John describes himself as addicted to excellence. He uses modeling to make a map of this excellence. Modeling is the goal he had in mind when developing NLP together with Richard Bandler, and he urges that modeling be the main element in the work of an NLP practitioner.
Language game model
The Meta-model can serve as a tool to play language games: Once you know what are the verbs and nouns in a language, the meta-model offers you a tool to play with the language without having a lot of actual understanding of what persons are saying. (Another hint from the editor: for those familiar to Artificial intelligence, in the 60s a computer program called Eliza was developed. This program simulated a Rogerian Therapist (only asking questions reflecting upon what the person was saying) and actually managed a lot of "patients" into being tricked that there was a "real therapist out there.)

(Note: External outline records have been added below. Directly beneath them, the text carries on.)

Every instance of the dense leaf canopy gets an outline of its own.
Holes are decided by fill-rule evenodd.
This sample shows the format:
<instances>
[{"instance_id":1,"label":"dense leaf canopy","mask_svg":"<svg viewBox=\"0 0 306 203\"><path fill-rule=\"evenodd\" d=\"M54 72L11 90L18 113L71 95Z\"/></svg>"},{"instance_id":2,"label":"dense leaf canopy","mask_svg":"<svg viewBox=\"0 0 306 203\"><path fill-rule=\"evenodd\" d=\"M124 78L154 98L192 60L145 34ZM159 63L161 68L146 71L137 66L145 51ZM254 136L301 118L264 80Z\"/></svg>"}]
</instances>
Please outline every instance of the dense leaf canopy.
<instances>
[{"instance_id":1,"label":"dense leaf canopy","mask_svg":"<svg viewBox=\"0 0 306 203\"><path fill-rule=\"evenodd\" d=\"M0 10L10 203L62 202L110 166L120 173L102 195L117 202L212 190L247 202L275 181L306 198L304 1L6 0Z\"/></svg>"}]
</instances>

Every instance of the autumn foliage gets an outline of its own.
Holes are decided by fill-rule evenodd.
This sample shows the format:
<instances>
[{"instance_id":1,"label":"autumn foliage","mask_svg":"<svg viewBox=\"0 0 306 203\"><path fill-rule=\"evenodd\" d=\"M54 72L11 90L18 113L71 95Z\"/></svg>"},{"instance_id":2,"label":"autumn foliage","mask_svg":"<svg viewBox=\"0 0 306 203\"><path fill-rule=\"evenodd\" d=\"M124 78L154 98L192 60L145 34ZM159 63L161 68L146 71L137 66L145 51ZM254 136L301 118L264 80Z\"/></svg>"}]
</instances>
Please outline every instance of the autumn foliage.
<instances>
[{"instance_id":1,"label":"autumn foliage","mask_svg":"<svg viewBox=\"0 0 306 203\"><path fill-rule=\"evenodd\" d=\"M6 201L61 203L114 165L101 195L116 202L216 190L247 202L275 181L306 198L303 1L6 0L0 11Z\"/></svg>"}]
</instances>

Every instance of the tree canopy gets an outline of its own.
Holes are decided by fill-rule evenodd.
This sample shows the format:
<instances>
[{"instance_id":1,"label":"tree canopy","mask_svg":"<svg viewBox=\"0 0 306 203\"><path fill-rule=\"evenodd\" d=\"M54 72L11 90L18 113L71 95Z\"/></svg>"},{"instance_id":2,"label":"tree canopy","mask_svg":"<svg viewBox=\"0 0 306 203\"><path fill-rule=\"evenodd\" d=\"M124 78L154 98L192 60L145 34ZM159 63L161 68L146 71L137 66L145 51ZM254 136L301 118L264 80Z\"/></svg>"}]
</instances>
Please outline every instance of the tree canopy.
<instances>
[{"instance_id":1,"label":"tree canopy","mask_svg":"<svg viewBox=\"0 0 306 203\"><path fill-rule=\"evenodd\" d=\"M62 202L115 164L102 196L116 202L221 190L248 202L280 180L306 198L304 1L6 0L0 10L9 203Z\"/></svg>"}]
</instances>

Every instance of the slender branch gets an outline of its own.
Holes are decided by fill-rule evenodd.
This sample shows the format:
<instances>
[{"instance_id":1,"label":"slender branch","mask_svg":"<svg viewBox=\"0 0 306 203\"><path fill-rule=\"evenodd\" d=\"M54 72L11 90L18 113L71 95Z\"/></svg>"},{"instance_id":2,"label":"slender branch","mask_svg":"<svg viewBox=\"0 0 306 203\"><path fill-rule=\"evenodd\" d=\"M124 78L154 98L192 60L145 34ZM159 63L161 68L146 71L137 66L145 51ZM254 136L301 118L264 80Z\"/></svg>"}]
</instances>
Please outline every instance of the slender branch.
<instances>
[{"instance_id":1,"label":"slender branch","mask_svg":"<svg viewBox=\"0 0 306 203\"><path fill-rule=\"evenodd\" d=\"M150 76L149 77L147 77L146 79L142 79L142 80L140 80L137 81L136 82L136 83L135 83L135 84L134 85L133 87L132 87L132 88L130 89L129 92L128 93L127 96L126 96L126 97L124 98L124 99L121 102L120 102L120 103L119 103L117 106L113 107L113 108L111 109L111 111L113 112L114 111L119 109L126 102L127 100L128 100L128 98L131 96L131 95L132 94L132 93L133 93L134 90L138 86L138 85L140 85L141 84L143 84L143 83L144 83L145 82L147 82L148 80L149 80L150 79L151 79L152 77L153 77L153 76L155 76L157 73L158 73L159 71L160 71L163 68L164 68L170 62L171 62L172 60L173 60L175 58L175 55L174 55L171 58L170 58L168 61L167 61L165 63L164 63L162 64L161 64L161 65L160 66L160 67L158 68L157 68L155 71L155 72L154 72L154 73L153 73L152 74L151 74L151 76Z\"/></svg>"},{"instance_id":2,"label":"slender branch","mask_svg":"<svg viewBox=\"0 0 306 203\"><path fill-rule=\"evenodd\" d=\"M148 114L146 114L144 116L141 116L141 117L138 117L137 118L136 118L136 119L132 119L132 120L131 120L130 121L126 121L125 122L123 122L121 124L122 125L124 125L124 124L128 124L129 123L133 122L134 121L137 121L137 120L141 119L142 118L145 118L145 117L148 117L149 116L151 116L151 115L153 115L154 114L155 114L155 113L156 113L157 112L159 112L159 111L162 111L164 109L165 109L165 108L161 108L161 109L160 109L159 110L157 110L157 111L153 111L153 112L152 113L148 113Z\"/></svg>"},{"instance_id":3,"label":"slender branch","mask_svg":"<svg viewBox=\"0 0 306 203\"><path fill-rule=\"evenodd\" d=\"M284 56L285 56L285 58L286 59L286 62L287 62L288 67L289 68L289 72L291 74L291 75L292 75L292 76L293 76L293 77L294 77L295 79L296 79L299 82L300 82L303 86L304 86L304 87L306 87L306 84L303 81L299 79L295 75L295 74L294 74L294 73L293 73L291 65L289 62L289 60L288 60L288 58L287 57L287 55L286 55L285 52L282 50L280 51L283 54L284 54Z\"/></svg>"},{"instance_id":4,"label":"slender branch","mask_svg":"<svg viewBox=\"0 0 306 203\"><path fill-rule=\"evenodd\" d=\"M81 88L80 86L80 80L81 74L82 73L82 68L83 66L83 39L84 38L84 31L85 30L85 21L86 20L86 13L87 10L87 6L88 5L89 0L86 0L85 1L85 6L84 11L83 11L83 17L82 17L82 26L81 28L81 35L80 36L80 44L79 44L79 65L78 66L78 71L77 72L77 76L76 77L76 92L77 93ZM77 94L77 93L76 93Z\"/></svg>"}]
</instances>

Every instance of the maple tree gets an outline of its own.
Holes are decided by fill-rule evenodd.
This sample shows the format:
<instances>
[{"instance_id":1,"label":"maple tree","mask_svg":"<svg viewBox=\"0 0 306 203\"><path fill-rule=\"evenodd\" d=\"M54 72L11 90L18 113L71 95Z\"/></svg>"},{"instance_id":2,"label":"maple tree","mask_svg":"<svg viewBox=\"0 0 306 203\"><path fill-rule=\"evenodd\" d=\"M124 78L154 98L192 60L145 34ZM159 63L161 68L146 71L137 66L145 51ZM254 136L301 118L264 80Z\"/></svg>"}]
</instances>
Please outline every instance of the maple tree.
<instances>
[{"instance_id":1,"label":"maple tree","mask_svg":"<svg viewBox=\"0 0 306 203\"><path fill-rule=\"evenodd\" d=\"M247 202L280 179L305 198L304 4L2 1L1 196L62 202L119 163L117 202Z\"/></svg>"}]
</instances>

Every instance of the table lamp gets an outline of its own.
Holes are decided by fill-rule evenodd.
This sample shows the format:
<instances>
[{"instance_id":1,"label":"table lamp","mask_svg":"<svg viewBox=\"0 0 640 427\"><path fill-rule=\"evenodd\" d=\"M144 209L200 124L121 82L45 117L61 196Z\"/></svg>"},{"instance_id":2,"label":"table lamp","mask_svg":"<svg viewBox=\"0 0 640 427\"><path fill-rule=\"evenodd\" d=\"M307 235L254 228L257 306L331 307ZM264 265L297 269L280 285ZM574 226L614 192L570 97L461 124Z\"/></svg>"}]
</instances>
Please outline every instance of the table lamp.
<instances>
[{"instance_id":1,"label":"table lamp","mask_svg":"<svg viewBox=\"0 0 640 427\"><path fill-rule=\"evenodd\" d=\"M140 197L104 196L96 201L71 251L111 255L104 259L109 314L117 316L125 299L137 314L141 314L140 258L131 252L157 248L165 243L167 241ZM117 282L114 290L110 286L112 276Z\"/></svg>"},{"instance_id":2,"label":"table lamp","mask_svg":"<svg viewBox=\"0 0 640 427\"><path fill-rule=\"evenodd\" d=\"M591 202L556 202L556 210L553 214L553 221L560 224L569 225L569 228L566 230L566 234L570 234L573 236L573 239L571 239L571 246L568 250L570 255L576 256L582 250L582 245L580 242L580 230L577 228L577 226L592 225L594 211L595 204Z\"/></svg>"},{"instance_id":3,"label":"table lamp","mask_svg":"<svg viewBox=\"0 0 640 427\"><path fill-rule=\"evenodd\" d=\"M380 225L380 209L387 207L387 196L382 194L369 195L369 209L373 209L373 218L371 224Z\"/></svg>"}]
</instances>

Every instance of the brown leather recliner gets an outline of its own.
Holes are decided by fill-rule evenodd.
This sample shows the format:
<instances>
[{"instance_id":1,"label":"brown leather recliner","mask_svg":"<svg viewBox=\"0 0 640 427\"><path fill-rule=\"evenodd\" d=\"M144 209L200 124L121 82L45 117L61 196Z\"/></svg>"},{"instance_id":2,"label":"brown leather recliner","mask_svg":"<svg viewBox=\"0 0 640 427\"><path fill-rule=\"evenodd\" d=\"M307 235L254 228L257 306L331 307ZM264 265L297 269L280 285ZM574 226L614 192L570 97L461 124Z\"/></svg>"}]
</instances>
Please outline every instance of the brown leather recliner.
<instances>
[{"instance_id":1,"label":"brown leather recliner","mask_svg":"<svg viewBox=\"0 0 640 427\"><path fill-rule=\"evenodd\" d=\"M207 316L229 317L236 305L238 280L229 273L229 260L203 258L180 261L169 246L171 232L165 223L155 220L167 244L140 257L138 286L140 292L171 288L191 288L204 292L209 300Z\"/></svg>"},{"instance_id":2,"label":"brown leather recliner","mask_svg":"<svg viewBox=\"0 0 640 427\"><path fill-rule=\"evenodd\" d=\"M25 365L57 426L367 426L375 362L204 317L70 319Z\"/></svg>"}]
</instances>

When you want to get a quick first insight in a language, you can go for a first fluency. An example John described, involves learning the 6 forms of the verb "to go" in the language, the modal operators and the 20 most frequently occurring verbs in their infinitive form. This creates very quickly an illusion of fluency in a language.
You use the verb to go to indicate the future tense you want to put your sentence in, and add the significant verb. E.g. I am going to eat (in English) = "Je vais manger (in French) = Ik ga eten (in Dutch). If you combine the above sentences with some personal state management (enabling you to work under uncertainty and enabling you to learn by provoking corrections on your language use), the results are very quick.